Dulu jaman masih single, menjelang hari ulang tahun biasanya gue akan membeli beberapa DVD untuk ditonton sendiri. Hehe, itulah gue semasa lajang, nggak sering menghabiskan ultah gue diluar rumah utk pesta-pesta . Paling2 gue akan ngumpul sama keluarga atau sahabat2 gue, makan-makan. Selesai itu, nonton DVD di kamar sampe ketiduran 😛 Lupakan soal merenung, membuat resolusi, etc, etc.

Tahun ini, seminggu sebelum ulangtahun, gue lagi bosan2nya sama…hidup gue disini. Worst-lah. At that time, i’m losing my mojo (not in a sexual way, tho!?). Gue gak nyanyi2, gue gak masak, gue gak nyuci, gue gak ngurus rumah, gue nggak menggambar, foto2, mendengarkan musik, baca buku… gue gak melakukan hal-hal biasa yang gue lakukan. Gue bosan ajah. Kayaknya setiap hari yang gue jalani saat itu, gue cuma melek pas pagi, menemukan kalo gue bosan & kemudian menunggu waktu sampe gue merem lagi. Parahnya, insomnia gue kumat pula. Gak lama kemudian, badan gue juga jadi sakit2 (plus seminggu sblmnya, i got a very-very-very painful period).
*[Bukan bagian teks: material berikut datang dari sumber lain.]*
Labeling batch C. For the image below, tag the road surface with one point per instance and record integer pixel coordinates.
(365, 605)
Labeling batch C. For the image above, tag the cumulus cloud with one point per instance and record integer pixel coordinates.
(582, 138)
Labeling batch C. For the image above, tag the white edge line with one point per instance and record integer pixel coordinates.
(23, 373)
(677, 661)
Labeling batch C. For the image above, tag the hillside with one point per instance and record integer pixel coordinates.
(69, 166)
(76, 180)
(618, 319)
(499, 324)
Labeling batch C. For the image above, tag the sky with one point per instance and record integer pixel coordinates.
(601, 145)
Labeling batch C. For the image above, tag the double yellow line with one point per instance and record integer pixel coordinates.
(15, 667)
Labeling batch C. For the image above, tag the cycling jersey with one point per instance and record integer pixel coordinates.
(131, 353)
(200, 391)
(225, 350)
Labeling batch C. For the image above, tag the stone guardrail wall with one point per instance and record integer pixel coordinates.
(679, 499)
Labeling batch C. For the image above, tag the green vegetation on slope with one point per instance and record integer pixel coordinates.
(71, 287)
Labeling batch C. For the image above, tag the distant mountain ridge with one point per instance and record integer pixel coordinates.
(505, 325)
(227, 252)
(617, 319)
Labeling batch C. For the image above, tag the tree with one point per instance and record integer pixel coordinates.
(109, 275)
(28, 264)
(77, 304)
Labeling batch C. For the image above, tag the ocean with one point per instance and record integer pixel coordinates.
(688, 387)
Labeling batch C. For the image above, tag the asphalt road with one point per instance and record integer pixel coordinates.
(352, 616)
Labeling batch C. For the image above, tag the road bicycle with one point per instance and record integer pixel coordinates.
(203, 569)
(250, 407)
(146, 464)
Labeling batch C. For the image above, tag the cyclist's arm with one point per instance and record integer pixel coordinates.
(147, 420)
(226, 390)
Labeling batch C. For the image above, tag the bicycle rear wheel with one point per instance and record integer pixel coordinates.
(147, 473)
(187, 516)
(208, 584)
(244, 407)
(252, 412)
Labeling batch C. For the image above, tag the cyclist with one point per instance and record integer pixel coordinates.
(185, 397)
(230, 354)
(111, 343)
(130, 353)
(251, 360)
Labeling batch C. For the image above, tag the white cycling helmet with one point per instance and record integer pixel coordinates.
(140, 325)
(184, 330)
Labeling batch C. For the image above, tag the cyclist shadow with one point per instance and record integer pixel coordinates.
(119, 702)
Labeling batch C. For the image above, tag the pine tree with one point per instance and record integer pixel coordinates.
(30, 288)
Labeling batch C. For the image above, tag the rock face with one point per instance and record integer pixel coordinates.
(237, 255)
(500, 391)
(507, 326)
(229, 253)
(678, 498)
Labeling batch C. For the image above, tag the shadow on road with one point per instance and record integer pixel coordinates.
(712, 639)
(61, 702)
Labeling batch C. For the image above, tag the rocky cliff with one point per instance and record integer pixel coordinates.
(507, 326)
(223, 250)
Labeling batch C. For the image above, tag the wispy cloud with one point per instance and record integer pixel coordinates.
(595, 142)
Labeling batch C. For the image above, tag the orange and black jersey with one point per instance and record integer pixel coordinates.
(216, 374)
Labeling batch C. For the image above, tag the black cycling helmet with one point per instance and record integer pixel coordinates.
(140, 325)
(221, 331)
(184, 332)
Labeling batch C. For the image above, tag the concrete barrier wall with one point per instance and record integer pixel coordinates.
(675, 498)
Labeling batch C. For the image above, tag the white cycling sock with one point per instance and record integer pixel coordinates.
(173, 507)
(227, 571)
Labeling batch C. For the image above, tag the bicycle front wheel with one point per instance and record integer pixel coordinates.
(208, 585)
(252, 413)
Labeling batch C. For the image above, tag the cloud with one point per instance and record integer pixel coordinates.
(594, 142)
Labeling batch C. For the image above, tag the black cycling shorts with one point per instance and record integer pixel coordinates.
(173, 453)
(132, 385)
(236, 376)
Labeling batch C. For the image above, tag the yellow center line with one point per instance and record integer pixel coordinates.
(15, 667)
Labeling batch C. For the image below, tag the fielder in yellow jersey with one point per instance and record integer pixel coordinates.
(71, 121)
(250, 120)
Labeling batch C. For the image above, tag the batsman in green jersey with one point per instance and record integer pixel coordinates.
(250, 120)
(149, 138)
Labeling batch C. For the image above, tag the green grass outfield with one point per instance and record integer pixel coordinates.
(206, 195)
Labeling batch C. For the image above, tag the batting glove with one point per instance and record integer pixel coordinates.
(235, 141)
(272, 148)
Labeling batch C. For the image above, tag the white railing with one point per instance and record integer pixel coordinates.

Then, dua hari yg lalu saat jalan2 di Mall Bukit Jambul, gue & Baim singgah di toko DVD bajakan 😛 Iya, beli DVD bajakan karena gue lagi bosen, butuh hiburan & pengen nonton sesuatu yang “beda”. Saat menyusuri rak DVD-case, jari & mata gue tertumbuk pada film ini :

The Bucket List.

Kalo mau jujur, nama Morgan Freeman & Jack Nicholson menjadi alasan kenapa gue memilih untuk beli DVD ini. Sebelumnya gue nggak pernah baca review ttg film ini, gak pernah pula mendengar judulnya.

Sampai di rumah, gue & Baim langsung menonton film ini. Dan…

…97 menit kemudian, pas filmnya abis, gue bengong. Speechless.

GILAK, ni film bagus banget !! It’s such a beautiful movie, dialog-dialognya cerdas & “dalem” dengan lelucon cynical disana-sini, apalagi akting pemain-pemainnya (ha-looo, Jack Nicholson & Morgan Freeman gitu loh). Cerita film ini termasuk dalam jenis cerita-penggugah-jiwa & membuat penontonnya berpikir lagi akan kehidupan yang dijalaninya. Well, memang termasuk film serius sih, tapi bagi gue… pesan yang disampaikan dalam film besutan sutradara peraih oscar Rob Reiner ini menjadi salah satu “life-altering experience” bagi gue.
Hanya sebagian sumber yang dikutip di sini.